Panikle yataktan kalktım ve dönüp durdum.
Zayn'in odasındaydım.
Ağlamak üzereydim. Panik ve korkudan titrerken yatağın ucuna oturdum. Fakat oturduğum an sandalyenin üstünde duran kıyafetlerime baktım.
Ne oluyor ya?!
Önce üstümdeki tişört ve eşofman altına baktım. Sonra elimi göğüslerime koyup geri çektim. Sütyenim yoktu.
Benim bu halde Zayn'in odasında ne işim vardı?!
Hırsımdan ağlamaya başlamıştım ve banyoya girip yüzümü yıkadım. Rimelim akmış ve makyajım bozulmuştu. Temizledim ve odaya geri döndüm.
Dün akşam..Khai ileydim. Biraz içmiştim sadece..
Göz yaşlarımı sildim ve kenarda duran hırkamı giyinip hemen aşağı indim.
Piç herif. Eğer bana bir şey yaptıysa onu öldürürdüm.
Sinirli sinirli merdivenleri indim ve onları gördüm. Kızı ile kahvaltı yapıyordu.
"Günaydın." dedi Khai gülümseyerek. Ama benim gözüm Zayn'den başka bir şey görmüyordu.
"Lia bir şey mi oldu?" diye sordu Zayn.
Hiçbir şey demeden mutfağa geçtim. Kollarımı birbirine bağlarken Zayn de telaşla geldi.
"Ne oluyor Lia? İyi misin?"
"Khai'yi gönder. Konuşacağız."
Önce durdu. Sonra anlayışla başını salladı ve içeri girip geri geldi karşıma.
"Tamam, gitti odasına." der demez tokadı bastım.
"Adi herif! Ne yaptın bana?!"
"Ne diyorsun ya?"
"Ne yaptın?! Dokundun mu bana?! Doğru söyle, bak öldürürüm seni."
Ağlarken gözlerimi sildim ve yakasını tuttum.
"Ne işim var senin yatağında?! Hem de böyle..Kıyafetlerimi de değiştirmişsin."
Cevap vermiyordu. "Konuşsana!"
"Sarhoş olmuşsun.

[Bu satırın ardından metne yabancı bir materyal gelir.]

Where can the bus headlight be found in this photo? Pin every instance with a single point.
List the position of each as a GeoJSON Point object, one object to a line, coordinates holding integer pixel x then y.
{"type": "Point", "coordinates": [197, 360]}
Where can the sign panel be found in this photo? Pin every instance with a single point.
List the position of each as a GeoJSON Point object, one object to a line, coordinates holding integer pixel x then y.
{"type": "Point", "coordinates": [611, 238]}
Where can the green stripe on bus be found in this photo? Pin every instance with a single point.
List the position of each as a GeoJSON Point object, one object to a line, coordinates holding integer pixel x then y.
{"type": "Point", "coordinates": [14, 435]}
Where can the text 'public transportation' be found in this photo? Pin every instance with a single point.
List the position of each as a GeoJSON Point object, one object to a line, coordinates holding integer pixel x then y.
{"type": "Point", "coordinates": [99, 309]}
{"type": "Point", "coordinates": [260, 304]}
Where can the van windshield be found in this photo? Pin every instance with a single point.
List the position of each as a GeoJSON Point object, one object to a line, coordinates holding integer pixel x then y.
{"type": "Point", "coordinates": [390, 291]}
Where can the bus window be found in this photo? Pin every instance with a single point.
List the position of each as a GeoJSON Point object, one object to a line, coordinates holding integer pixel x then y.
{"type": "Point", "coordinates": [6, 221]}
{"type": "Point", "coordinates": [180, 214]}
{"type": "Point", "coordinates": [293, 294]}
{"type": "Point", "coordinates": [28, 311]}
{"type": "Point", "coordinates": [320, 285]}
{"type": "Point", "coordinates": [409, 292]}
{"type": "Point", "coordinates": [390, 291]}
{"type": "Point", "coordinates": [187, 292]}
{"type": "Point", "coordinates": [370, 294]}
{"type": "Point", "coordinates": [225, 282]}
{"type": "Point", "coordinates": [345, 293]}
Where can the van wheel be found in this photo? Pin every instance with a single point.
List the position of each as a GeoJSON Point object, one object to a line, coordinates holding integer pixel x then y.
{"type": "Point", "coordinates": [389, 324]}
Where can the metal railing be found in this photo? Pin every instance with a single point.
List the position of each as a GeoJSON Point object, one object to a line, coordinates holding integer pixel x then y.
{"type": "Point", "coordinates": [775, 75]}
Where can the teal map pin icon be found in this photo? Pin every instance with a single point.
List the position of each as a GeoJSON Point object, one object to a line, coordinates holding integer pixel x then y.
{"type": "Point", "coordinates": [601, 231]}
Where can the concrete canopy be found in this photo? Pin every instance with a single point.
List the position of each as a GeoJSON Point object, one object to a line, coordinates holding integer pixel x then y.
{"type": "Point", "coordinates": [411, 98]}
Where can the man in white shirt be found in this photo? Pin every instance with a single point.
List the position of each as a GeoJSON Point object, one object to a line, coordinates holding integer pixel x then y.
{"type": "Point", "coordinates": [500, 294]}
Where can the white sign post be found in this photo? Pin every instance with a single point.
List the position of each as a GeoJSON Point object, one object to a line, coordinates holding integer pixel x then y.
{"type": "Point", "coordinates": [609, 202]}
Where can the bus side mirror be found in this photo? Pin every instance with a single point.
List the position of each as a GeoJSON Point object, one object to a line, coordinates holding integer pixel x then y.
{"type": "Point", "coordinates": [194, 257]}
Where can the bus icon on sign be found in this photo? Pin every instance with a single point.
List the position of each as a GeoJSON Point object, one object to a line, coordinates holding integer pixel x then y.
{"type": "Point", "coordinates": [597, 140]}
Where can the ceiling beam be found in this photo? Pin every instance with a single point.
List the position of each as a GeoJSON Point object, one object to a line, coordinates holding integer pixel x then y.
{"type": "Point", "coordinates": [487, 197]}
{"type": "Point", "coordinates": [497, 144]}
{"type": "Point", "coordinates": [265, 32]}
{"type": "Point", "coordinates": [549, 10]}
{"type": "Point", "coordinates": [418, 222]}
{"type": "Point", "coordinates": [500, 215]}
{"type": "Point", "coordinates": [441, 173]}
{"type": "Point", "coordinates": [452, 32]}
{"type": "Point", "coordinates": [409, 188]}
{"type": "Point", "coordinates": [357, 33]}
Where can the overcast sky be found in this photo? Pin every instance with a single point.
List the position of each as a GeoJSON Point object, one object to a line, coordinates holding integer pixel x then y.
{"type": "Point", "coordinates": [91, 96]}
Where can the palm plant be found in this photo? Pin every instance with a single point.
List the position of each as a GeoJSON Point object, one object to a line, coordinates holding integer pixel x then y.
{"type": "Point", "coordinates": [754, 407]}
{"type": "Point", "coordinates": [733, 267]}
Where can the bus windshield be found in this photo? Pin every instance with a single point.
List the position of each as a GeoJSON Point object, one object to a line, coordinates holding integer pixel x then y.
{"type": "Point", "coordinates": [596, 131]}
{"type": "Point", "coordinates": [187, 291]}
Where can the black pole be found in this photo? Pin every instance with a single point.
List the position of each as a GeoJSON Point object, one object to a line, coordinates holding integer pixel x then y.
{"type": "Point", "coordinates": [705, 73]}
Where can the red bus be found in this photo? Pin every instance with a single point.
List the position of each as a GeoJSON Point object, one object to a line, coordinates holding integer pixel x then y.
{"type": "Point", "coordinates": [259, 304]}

Evini de bilmediğim için buraya getirdim."
"Kıyafetlerime niye dokundun!" dedim tıslayarak. Sinirden bayılmak üzereydim. "Ne yaptın bana ya!"
"Seviştik." dedi pat diye.
Gayet rahat, kendinden emindi.
"Benimle yatmak istedin, ben de tutamadım kendimi."
Put gibi kalmıştım. Şoka girmiştim. Kalbim teklemeye başlamışken yanağımdan bir damla göz yaşı aktı.
Ben..
Kendimi çok kötü hissetmiştim. Sarhoşken, kendimde değilken benden faydalanmıştı. Adi!
"Ne hakla?"
Şoktan bağıramamıştım. Göz yaşları içinde onu yakasından tutup sarstım. "Ne hakla! Hangi cesaretle, hangi hakla bana dokunursun?!"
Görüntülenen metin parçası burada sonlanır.